Friday, March 05, 2010

  • Friday, March 05, 2010
  • Elder of Ziyon
From Freedom House:
Despite continuing resistance from religious and cultural elites, women in the Middle East and North Africa have made modest progress in achieving certain rights over the past five years. While women in the region suffer from greater inequality than do women elsewhere, they now enjoy more economic opportunity, fewer barriers to education, and expanded ability to participate in the political process than they did five years ago. These are the conclusions of Women’s Rights in the Middle East and North Africa: Progress Amid Resistance, a new study released today by Freedom House.
“These findings remind us of the complexities of women’s status in the Middle East,” said Jennifer Windsor, executive director of Freedom House. “There are more women entrepreneurs, more women doctors, more women Ph.Ds, and more women in universities, than ever before. However, substantial roadblocks remain for women pursuing careers. For instance, women in Saudi Arabia are allowed to earn law degrees, but not to appear in court on behalf of their clients.” She continued, “and these same women are still subject to abuse at home, lack child guardianship rights, and are legally compelled to be ‘obedient’ to their husbands.”

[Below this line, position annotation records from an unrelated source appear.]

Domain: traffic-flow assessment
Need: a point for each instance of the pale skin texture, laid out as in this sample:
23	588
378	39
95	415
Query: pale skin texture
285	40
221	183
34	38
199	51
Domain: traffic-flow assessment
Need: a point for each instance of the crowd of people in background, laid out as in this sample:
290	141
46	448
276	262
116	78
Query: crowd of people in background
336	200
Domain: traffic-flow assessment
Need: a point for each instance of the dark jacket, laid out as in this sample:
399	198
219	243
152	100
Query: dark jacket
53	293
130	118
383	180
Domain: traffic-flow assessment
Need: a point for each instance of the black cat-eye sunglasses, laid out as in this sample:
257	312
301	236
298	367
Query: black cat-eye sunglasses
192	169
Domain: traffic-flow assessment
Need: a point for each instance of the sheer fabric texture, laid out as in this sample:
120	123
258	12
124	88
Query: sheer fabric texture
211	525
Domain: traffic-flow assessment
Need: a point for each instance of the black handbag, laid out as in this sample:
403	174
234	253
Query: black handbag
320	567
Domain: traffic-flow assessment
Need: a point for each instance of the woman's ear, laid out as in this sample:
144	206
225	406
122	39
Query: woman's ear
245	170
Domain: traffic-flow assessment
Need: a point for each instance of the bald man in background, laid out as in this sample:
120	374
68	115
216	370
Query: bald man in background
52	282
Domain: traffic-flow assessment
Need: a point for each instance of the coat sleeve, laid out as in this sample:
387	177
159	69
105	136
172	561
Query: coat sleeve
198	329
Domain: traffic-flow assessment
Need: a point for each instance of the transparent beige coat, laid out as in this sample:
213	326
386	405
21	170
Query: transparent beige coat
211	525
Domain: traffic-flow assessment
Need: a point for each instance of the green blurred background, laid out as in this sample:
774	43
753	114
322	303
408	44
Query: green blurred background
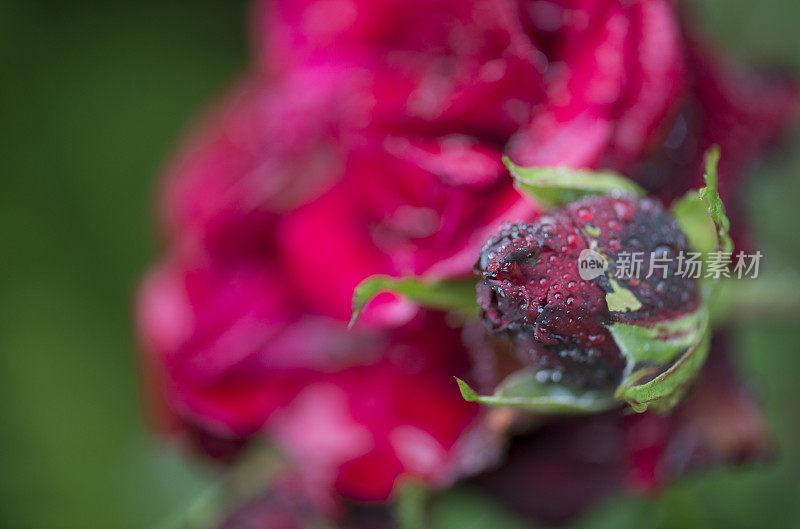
94	96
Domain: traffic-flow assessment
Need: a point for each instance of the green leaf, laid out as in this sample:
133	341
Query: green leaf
523	390
662	360
710	195
554	186
620	299
457	295
412	505
701	213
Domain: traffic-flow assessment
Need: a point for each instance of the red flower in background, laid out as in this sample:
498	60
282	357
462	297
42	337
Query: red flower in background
368	141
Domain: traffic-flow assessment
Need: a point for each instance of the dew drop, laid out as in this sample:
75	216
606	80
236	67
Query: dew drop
585	214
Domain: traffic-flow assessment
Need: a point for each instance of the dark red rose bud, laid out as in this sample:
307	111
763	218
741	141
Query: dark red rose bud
532	290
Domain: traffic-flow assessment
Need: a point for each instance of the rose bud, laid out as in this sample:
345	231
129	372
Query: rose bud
567	466
531	288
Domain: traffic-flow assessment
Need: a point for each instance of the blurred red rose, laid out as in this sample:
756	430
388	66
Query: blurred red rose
368	140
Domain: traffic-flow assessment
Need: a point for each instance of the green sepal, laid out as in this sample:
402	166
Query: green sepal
554	186
523	390
455	295
701	214
663	359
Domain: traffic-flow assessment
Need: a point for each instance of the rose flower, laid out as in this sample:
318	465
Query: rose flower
367	139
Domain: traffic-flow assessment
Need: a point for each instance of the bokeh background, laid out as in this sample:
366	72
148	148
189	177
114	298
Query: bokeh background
94	96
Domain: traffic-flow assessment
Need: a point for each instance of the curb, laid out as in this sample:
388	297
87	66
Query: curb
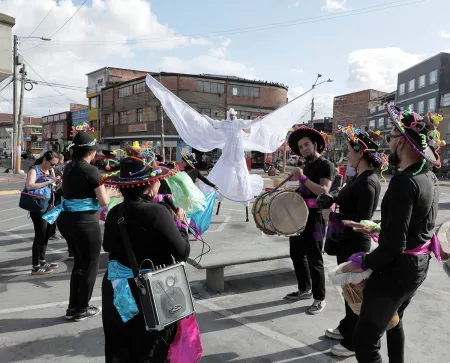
444	243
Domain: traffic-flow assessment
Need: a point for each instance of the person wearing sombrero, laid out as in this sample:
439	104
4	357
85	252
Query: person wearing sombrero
306	249
406	240
154	234
357	201
78	221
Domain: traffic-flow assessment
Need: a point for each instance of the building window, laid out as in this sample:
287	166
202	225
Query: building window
432	104
108	119
433	76
125	91
380	123
422	81
421	107
244	91
124	117
139	87
205	111
245	115
92	103
210	87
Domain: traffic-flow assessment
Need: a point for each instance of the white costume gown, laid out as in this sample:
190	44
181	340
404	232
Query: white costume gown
201	132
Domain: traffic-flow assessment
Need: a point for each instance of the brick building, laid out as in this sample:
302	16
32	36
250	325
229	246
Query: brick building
131	112
352	108
56	130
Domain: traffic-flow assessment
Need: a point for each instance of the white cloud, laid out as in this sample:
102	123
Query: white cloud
296	70
336	5
102	33
377	68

According to the study, 15 out of the 18 countries in the region recorded some gains in women’s rights over the past five years. Kuwait, Algeria and Jordan saw the most significant progress while Iraq, Yemen and the Palestinian Territories—countries enduring internal conflict and the rise of religious extremism—are the only countries to record overall decline.
The Palestinian Arab author of the Palestinian Territories report, of course, blames Israel for much of the decline in the scores since 2004. Some of her "facts" about Israel are complete fiction. For example:
The increased number of checkpoints over the last five years and the construction of a West Bank separation wall,[4] which is over 50 percent complete, have worsened social and economic conditions for all Palestinians. In particular, women now experience further separation from their families, farmlands, water resources, schools, and hospitals. When the wall is completed, it will stand eight to nine meters tall and stretch more than 700 kilometers, adversely affecting the lives of an estimated one-third of the Palestinian population in the West Bank.[5]
I don't have specific numbers (and neither does she), but I would wager that the number of checkpoints has decreased in the past five years, not increased.

There is no doubt that the economic conditions of West Bank Palestinian Arabs have become much better in the past five years, so she is lying there.

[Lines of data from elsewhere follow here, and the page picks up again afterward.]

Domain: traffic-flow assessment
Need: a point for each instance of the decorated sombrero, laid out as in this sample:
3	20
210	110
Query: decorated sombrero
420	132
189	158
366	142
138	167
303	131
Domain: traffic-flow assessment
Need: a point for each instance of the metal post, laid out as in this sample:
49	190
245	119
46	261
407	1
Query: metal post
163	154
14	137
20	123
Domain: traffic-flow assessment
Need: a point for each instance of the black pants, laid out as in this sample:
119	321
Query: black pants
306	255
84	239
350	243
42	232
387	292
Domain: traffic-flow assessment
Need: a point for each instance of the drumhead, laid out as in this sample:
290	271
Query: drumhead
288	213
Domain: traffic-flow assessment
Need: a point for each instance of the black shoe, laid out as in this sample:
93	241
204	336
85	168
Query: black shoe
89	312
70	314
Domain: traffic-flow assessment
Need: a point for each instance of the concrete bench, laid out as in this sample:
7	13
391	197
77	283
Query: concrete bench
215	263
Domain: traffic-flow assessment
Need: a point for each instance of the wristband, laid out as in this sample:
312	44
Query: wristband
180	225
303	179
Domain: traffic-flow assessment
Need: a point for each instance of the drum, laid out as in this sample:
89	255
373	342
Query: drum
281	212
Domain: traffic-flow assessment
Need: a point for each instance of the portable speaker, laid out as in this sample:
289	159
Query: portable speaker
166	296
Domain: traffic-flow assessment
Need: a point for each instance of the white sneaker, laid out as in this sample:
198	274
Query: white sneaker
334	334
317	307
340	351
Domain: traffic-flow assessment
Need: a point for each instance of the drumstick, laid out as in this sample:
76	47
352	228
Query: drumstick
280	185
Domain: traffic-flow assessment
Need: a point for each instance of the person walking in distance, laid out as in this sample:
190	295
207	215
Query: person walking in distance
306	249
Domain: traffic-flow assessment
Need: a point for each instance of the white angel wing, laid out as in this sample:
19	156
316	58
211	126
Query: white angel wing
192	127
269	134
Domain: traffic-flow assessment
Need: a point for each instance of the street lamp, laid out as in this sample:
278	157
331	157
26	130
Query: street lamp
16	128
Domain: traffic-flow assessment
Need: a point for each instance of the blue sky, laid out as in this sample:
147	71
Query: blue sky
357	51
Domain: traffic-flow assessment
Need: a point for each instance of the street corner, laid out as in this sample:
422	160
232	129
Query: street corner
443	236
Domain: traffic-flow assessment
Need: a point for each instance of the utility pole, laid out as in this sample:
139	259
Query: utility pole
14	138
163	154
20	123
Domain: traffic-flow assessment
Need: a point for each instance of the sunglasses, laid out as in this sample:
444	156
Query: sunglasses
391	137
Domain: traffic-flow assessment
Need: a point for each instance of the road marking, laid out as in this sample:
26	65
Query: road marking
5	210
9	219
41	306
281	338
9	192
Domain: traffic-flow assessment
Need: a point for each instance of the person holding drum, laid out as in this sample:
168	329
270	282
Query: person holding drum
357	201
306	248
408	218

Her "source" for the claim that the wall will be 8 to 9 meters high across all 700 kilometers, B'tselem, says no such thing, and in fact most of the barrier is a fence, not a wall. Indeed, B'Tselem calls it a "separation barrier," not a wall.

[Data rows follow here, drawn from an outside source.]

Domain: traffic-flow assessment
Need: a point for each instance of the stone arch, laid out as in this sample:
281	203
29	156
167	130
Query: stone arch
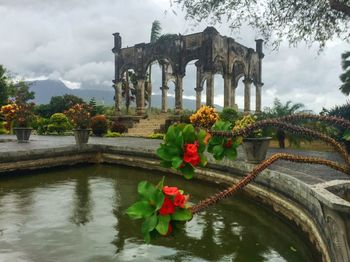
219	65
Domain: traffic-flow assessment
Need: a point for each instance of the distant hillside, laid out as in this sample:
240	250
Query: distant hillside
45	89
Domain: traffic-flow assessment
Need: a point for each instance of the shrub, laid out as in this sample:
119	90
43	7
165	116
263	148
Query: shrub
99	125
118	127
58	123
229	114
41	124
205	117
113	134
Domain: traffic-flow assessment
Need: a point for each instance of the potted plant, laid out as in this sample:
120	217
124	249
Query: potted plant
22	122
80	115
255	146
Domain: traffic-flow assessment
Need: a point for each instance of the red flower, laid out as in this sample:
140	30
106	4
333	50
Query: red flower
191	154
228	144
167	208
170	191
180	200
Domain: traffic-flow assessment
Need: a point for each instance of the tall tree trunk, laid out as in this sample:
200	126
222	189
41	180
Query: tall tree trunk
149	88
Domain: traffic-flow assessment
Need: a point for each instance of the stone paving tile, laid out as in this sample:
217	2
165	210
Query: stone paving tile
310	174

Even worse, her quote from B'Tselem that one-third of the PalArabs are adversely affected by the barrier is an outright lie. Her link shows that B'Tselem generously counts about 11% of the PalArabs as being affected, not 33%, and up to half of them are questionable (counting communities that are "partially surrounded" by the fence, where it is unclear that it affects their lives at all.)

She does blame Hamas for much of the decrease in women's freedom in the territories, however, and also mentions honor killings and the legal protection for those crimes.